Originalarbeit lizenziert unter CC BY 4.0 (http://creativecommons.org/licenses/by/4.0/). Dies ist eine KI-generierte Erklärung des untenstehenden Papers. Sie wurde nicht von den Autoren verfasst oder gebilligt. Für technische Genauigkeit konsultieren Sie das Originalpaper. Vollständigen Haftungsausschluss lesen

Die große Frage: Kann man der KI die Schuld geben?

Stellen Sie sich vor, Sie bitten eine sehr fortgeschrittene KI, eine Geschichte zu schreiben, einen Rat zu geben oder ein Problem zu lösen. Manchmal sagt die KI etwas Gemeines, Falsches oder Unethisches. Die große Frage, die dieses Paper stellt, lautet: Sollten wir der KI die Schuld daran geben?

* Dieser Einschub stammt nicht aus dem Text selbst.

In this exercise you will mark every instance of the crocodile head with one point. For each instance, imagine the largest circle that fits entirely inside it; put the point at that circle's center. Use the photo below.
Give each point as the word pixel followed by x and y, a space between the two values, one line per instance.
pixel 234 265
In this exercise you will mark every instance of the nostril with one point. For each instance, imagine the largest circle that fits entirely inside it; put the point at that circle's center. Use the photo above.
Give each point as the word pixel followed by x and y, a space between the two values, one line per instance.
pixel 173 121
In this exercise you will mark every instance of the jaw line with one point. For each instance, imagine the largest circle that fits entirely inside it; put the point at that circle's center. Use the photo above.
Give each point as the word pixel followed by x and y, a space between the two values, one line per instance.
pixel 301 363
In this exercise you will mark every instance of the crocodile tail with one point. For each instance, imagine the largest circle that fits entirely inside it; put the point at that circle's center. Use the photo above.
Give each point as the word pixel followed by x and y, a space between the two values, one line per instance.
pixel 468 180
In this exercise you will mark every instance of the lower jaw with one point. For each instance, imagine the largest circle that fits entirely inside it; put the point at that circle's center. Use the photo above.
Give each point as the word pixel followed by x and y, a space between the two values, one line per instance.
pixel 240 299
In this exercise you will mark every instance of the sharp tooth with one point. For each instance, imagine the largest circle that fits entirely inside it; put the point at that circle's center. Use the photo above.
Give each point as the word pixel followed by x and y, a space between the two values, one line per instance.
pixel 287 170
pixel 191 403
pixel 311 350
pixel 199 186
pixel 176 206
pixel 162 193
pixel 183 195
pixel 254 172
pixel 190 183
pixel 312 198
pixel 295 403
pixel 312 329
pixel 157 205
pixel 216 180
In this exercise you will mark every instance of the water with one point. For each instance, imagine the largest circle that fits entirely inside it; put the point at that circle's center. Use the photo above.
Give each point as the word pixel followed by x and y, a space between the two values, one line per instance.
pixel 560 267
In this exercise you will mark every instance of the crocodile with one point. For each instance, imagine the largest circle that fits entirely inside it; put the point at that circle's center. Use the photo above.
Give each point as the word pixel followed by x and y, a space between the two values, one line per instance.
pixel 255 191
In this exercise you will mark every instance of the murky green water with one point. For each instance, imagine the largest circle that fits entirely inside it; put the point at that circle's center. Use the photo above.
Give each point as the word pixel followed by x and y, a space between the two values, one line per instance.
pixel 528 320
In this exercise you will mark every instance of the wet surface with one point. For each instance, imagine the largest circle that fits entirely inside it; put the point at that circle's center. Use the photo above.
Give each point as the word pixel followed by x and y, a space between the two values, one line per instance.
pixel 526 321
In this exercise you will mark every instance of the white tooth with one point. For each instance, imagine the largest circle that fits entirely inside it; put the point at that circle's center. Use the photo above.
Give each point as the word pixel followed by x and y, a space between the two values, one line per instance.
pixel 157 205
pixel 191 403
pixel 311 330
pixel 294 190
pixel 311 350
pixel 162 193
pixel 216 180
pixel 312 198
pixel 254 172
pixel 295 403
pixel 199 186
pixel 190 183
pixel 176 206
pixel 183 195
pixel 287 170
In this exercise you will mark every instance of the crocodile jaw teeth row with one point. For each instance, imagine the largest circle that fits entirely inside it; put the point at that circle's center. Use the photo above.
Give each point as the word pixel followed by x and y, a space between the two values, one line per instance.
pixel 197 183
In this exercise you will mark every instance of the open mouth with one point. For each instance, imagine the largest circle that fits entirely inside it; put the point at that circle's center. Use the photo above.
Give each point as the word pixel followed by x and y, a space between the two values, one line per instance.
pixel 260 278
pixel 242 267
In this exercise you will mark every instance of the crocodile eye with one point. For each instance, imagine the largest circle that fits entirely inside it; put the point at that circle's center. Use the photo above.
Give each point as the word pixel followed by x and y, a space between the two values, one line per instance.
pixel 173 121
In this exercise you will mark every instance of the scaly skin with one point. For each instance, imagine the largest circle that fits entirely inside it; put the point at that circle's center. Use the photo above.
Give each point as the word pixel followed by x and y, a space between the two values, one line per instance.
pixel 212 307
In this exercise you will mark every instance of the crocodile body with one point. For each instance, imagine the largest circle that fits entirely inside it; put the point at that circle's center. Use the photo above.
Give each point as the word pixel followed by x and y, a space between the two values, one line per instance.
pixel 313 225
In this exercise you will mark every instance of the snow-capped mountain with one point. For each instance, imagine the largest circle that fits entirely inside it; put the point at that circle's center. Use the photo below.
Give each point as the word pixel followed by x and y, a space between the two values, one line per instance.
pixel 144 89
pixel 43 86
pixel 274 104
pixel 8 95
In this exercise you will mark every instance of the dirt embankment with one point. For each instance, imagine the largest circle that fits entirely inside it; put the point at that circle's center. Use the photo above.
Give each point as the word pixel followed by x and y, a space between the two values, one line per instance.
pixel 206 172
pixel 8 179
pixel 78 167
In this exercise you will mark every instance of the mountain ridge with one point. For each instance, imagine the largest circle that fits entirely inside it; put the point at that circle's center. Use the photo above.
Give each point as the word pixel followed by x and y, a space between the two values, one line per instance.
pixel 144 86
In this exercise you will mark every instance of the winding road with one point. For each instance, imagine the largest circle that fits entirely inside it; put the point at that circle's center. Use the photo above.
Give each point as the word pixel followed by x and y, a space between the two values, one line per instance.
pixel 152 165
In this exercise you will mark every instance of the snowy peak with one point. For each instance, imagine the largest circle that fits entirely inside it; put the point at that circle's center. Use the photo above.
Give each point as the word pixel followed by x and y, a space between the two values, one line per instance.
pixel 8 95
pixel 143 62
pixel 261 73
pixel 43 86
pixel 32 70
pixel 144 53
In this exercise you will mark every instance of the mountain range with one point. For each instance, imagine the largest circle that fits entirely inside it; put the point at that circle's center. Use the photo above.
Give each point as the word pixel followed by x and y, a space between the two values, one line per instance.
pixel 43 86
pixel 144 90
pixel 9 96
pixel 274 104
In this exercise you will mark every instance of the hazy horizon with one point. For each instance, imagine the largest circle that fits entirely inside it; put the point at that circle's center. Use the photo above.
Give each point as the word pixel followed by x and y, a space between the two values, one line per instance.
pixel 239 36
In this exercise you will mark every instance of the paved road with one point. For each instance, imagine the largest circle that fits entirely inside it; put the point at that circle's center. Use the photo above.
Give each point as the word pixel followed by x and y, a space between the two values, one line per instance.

Der Autor, Joseph Keshet, sagt nein. Obwohl die KI wie ein Mensch klingt und Texte produzieren kann, die so wirken, als besäße sie einen „Geist“, ist sie kein moralisches Subjekt. Sie kann nicht für ihre Handlungen zur Verantwortung gezogen werden.

Das Kernargument: Die „Verpflichtungs“-Lücke

Um moralisch verantwortlich zu sein (um verurteilt oder gelobt zu werden), benötigt ein Wesen Handlungsmacht (Agency). Aber nicht irgendeine Form von Handlungsmacht – es bedarf einer speziellen Art, der sogenannten „Verpflichtungs-tragenden Handlungsmacht“ (Commitment-Bearing Agency).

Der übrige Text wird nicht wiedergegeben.